Zastanawiam się czy podpisywać z kliniką jakaś umowę co do płatności za procedurę in vitro. Po wstępnej analizie doszłam do wniosku, że chyba taniej mi wyjdzie płacić za wszystko osobno. U mnie będzie mrożenie i kriotransfer, a to w pakiecie 2+1 w Gyncentrum już nie jest uwzględnione, dodatkowo hodowla do 5-6 doby też nie jest uwzględniona. Ale to jeszcze jakoś w dopłacie taniej wychodzi.
@dżoasia pamiętam, że Ty masz u nich ten pakiet 2+1, czy możesz mi powiedzieć jak to u nich wygląda (siedziałam wczoraj z szefową rejestracji około pół godziny i pytała o szczegóły, ale chciałabym jeszcze potwierdzenie od "normalnego człowieka"
). Jedna procedura to: 1xstymulacja, 1x punkcja, 1x zapłodnienie, 1x świeży transfer? A co w przypadku jak stymulacja się nie powiedzie? - w sumie chyba nie może. Co w przypadku gdy żaden zarodek nie przezyje do 5 -6 doby?
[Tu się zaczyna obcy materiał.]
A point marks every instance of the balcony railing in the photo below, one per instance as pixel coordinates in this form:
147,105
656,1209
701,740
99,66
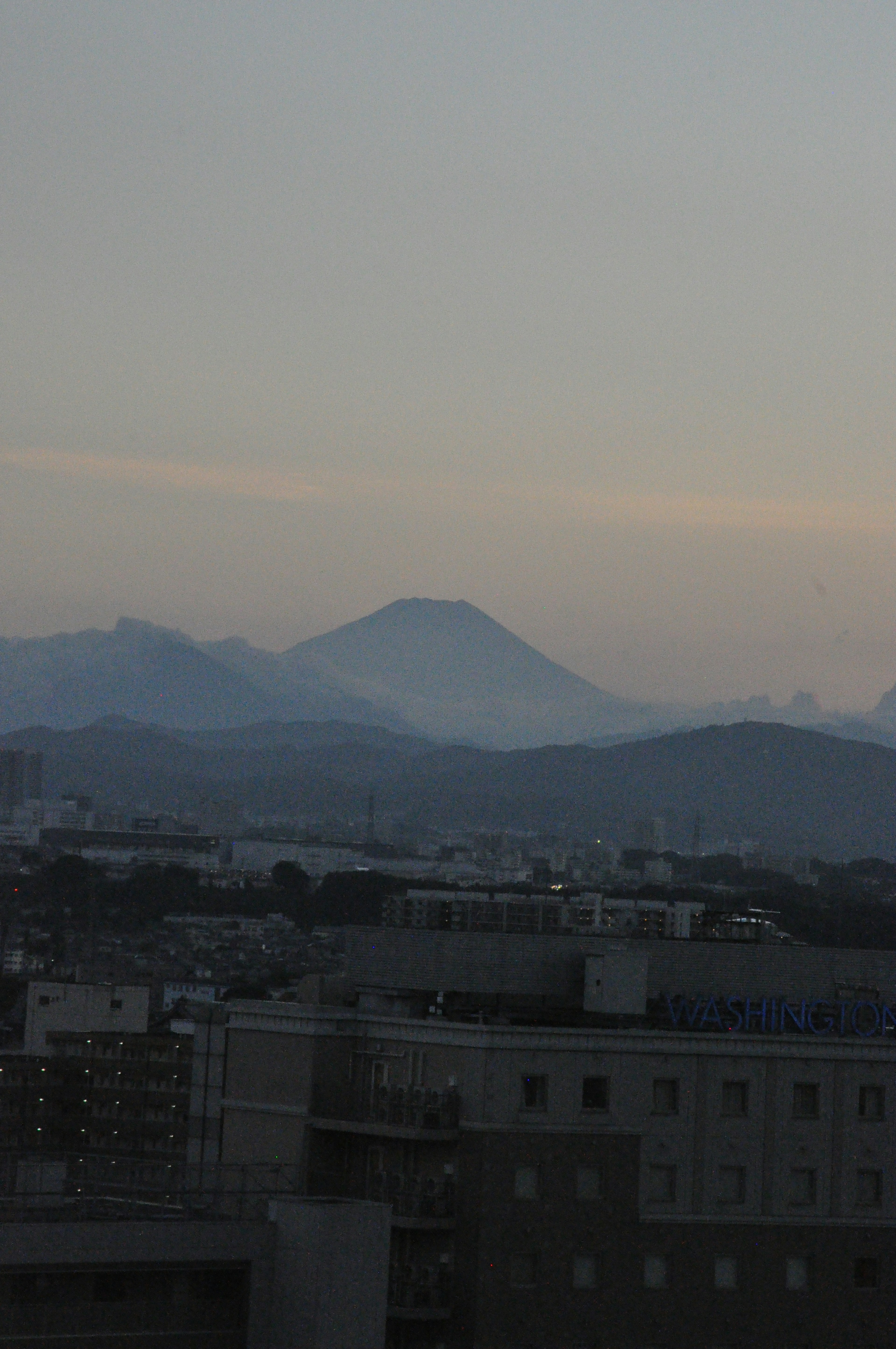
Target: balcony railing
415,1197
411,1108
420,1287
Czy to już koniec procedury?i z automatu wskakuje sie do drugiej procedury? A co w przypadku gdy powstanie np 4 zarodki i pierwszy transfer się nie powiedzie? Wtedy dokupuje się kriotransfer czy jest przejście do kolejnej procedury? Chyba nie, trzeba robić transfery aż do końca zarodków? Kolejna procedura to dopiero jak podejdzie się do nowej stymulacji po nieudanym transferze?